Allah menciptakan jin dan manusia untuk beribadah kepada-Nya, dan ibadah yang nanti pertama kali ditanyakan ketika kita di hisab adalah shalat.
Jadi menurut saya pantaslah jika shalat dijadikan sebagai salah satu tolak ukur utama dalam menilai berhasil atau tidaknya penanaman dasar agama, meskipun hal itu bukan satu-satunya indikator.
Sedangkan pergaulan yang baik dan sehat serta tata krama yang terjaga merupakan salah satu tolak ukur utama dalam menilai berhasil atau tidaknya penanaman dasar budaya :)
Terbukti dengan kedua orang teman saya, yang memang sejak kami SMA sudah terlihat rajin shalatnya, baik pergaulan dan tatakramanya, alhamdulillah tetap terpelihara iman, budaya dan ideologinya.
Teringat kata teman-teman saya, tantangan utamanya adalah tetap shalat di lingkungan yang sebagian besar tidak melaksanakan shalat. Tidak pernah mendengar adzan dari mesjid pula sebagai pertanda.

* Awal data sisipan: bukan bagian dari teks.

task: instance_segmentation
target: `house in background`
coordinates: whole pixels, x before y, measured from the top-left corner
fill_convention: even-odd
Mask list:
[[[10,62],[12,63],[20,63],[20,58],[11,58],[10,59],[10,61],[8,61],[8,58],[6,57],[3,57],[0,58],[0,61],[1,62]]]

"Hm, shalat ya patokannya?" ujarnya.
"Ya, menurut saya itu adalah salah satu tolak ukur utama. Apakah putrimu sudah rutin mengerjakan shalat tanpa diawasi?" tanya saya.
"Belum penuh, masih suka bolong-bolong. Dia bahkan pernah bertanya kenapa orang Islam ada yang shalat ada yang nggak."
"Rasanya itu kaitannya dengan kadar Iman seseorang," saya berkata sambil tersenyum.
"Nilai pelajaran agama di rapornya 10 lho..." belanya.
"Kalau dia memang kuat di hafalan sih bisa aja lah..." ujar saya.
"Bukan hanya hafalan... Mengaji dan Tafsir juga kog..."
"Tapi kalau shalatnya masih belum penuh sedang dia sudah SMA yang tentunya sudah akil baligh, mungkin itu berarti dia belum sepenuhnya meyakini dalam hati sehingga belum mengamalkan sepenuhnya dalam perbuatan," kata saya berkata sambil berkaca pada diri sendiri ketika dulu pernah berbuat serupa.
"Saya ingin dia mengerjakan shalat karena dia merasa butuh shalat..." demikian katanya menutup percakapan kami...

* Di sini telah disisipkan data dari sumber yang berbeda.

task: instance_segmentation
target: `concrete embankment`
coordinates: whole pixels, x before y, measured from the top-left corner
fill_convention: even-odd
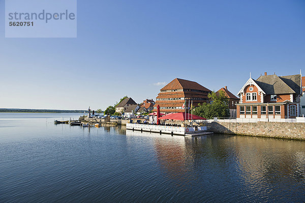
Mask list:
[[[305,125],[300,123],[211,122],[204,124],[217,133],[305,140]]]

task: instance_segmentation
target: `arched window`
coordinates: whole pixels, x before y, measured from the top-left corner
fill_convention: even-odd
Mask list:
[[[295,117],[296,116],[296,111],[295,109],[295,105],[292,105],[290,106],[290,116]]]
[[[251,101],[251,93],[247,93],[246,100],[247,101]]]
[[[253,101],[257,101],[257,99],[256,97],[256,93],[252,93],[252,100]]]

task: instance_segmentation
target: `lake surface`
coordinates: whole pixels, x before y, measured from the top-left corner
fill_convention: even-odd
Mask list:
[[[53,124],[80,115],[0,113],[0,202],[305,201],[304,141]]]

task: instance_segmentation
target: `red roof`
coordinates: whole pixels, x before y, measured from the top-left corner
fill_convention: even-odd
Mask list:
[[[150,113],[149,114],[148,114],[148,115],[157,115],[157,112],[153,112],[152,113]],[[165,115],[164,113],[160,113],[160,115]]]
[[[193,117],[193,119],[192,119]],[[185,121],[185,120],[205,120],[206,119],[193,115],[191,113],[181,112],[180,113],[168,114],[160,118],[159,119],[169,119],[173,120]]]
[[[302,90],[305,92],[305,88],[302,88],[303,86],[305,86],[305,76],[302,77]]]
[[[227,86],[226,86],[226,87]],[[218,93],[218,92],[219,92],[220,91],[223,91],[223,92],[225,92],[225,95],[226,95],[229,98],[235,99],[239,99],[236,96],[235,96],[234,95],[233,95],[233,94],[232,94],[231,93],[231,92],[230,92],[229,91],[228,91],[227,88],[222,88],[221,89],[220,89],[218,91],[216,92],[216,93]]]
[[[192,89],[202,91],[211,92],[209,89],[204,87],[196,82],[180,78],[175,78],[171,82],[165,85],[160,90],[169,90],[177,89]]]

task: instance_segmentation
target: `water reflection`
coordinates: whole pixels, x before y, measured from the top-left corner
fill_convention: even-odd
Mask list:
[[[231,198],[236,191],[269,200],[305,199],[304,141],[223,134],[185,138],[130,130],[126,134],[154,139],[160,168],[179,190],[204,186],[211,200],[218,191],[228,201],[238,200]]]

Lama setelah itu, kata-kata terakhir tersebut tidak juga mau pergi dari pikiran saya.
Jujur, saya pribadi baru merasakan "butuh" shalat - bukan hanya sekedar "mengerjakan shalat" - setelah saya mengalami pasang surut dan pahit getir kehidupan.
"Mungkinkah kesadaran bahwa kita yang membutuhkan shalat terpatri dalam diri anak yang masih SMA?" batin saya.
Sungguh, pasti merupakan dambaan semua orangtua yang beragama Islam memiliki anak yang shaleh atau shalehah, yang menjalankan ibadah karena cinta kepada Allah, bukan hanya terpaksa karena disuruh orangtua.
Tapi apakah karena kita ingin anak-anak kita beribadah dengan kesadaran sendiri, kita jadi membiarkan mereka memilih untuk "tidak shalat ketika mereka sedang tidak ingin?"

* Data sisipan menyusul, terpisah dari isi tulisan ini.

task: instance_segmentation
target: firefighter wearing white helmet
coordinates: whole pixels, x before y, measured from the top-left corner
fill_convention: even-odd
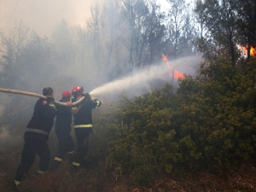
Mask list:
[[[73,128],[78,143],[73,166],[79,167],[82,160],[86,157],[89,149],[89,137],[92,132],[92,109],[99,108],[102,102],[89,93],[84,93],[83,87],[75,86],[71,92],[73,96],[73,102],[82,96],[85,97],[80,103],[72,108]]]

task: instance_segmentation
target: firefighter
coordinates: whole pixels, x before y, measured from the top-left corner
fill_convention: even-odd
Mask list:
[[[71,92],[65,90],[62,92],[62,98],[61,102],[67,102],[71,107],[72,102],[70,101]],[[58,169],[61,162],[65,156],[74,152],[74,144],[70,136],[71,123],[72,123],[72,113],[71,108],[57,105],[56,120],[55,125],[55,131],[57,136],[59,145],[57,154],[55,157],[49,170],[54,171]]]
[[[53,89],[51,87],[44,88],[43,95],[46,96],[46,99],[38,100],[34,107],[33,116],[24,133],[25,144],[15,178],[15,185],[19,185],[25,177],[35,160],[36,154],[40,157],[38,174],[43,174],[49,167],[50,151],[47,141],[54,124],[56,109]]]
[[[78,144],[73,166],[77,168],[86,157],[89,149],[89,137],[92,132],[92,109],[100,107],[102,102],[90,96],[89,93],[84,93],[83,87],[73,87],[72,95],[73,96],[73,102],[82,96],[85,97],[80,103],[72,108],[73,127]]]

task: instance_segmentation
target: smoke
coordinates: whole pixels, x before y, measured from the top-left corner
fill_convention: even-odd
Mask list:
[[[190,56],[169,61],[169,62],[181,73],[194,76],[196,73],[200,61],[201,57],[199,56]],[[128,98],[132,98],[149,92],[154,88],[160,88],[166,83],[173,83],[168,78],[168,74],[171,73],[169,67],[165,63],[160,62],[148,68],[134,71],[129,76],[99,86],[92,90],[90,94],[99,98],[106,97],[108,100],[116,99],[122,94],[125,94]]]

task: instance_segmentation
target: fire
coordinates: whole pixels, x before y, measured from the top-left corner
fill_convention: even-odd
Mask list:
[[[245,55],[247,54],[247,49],[248,49],[248,45],[247,45],[246,47],[242,47],[243,49],[243,53]],[[251,49],[250,49],[250,56],[254,56],[256,55],[256,49],[255,48],[253,48],[253,46],[251,46]]]
[[[179,71],[176,70],[173,68],[173,67],[169,63],[169,61],[167,59],[167,56],[165,55],[164,54],[162,54],[162,59],[164,61],[166,62],[166,65],[168,66],[168,67],[171,69],[171,70],[173,70],[173,73],[174,73],[174,78],[176,79],[185,79],[185,76],[183,73],[180,73]],[[170,77],[172,77],[172,73],[169,73],[169,76]]]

Pemikiran ini membuat saya teringat akan Ifan, yang tanggal 28 Oktober 2011 ini akan berusia 11 tahun.
Di antara banyak kekurangan Ifan sebagai seorang anak, Ifan juga memiliki banyak kelebihan, salah satunya adalah kesadaran akan konsekuensi yang cukup tinggi atas aturan yang telah ditetapkan bersama.
Sikap konsekuen ini sudah mulai ditunjukkan sejak Ifan masih di TK B.

Saya ingin sedikit bercerita tentang pertama kali sikap konsekuen ini ditunjukkan, karena moment itu saya anggap cukup "bersejarah" bagi saya :)
Ketika masih duduk di bangku TK, Ifan adalah anak yang pelupa, tidak rapi dalam menyimpan barang-barang miliknya, termasuk perlengkapan sekolah. Kehilangan pensil, penghapus, penggaris dan berbagai perlengkapan lainnya menjadi hal yang biasa.
Untuk mencoba mengatasi hal ini, saya sempat mencoba metode standard reward dan punishment.
"Tidak boleh main game di komputer selama 1-3 hari", tergantung besarnya nilai kehilangan (yang tidak selalu ditentukan secara materi), adalah salah satu hukuman yang kami sepakati bersama :)

Malam itu kami sedang belajar menulis huruf sambung di kamar saya, dan Ifan sempat ragu dalam penulisan huruf "f". Saya meminta Ifan mengambil contoh huruf dari gurunya yang sudah dilaminating dan wajib tiap hari dibawa ke sekolah.
Ifan kembali dari kamarnya dengan wajah sedikit khawatir, dan sebelum Ifan berbicara saya sudah bisa menebak bahwa dia tidak berhasil menemukan panduan penulisan huruf tersebut.

"Bunda, panduannya nggak ada..."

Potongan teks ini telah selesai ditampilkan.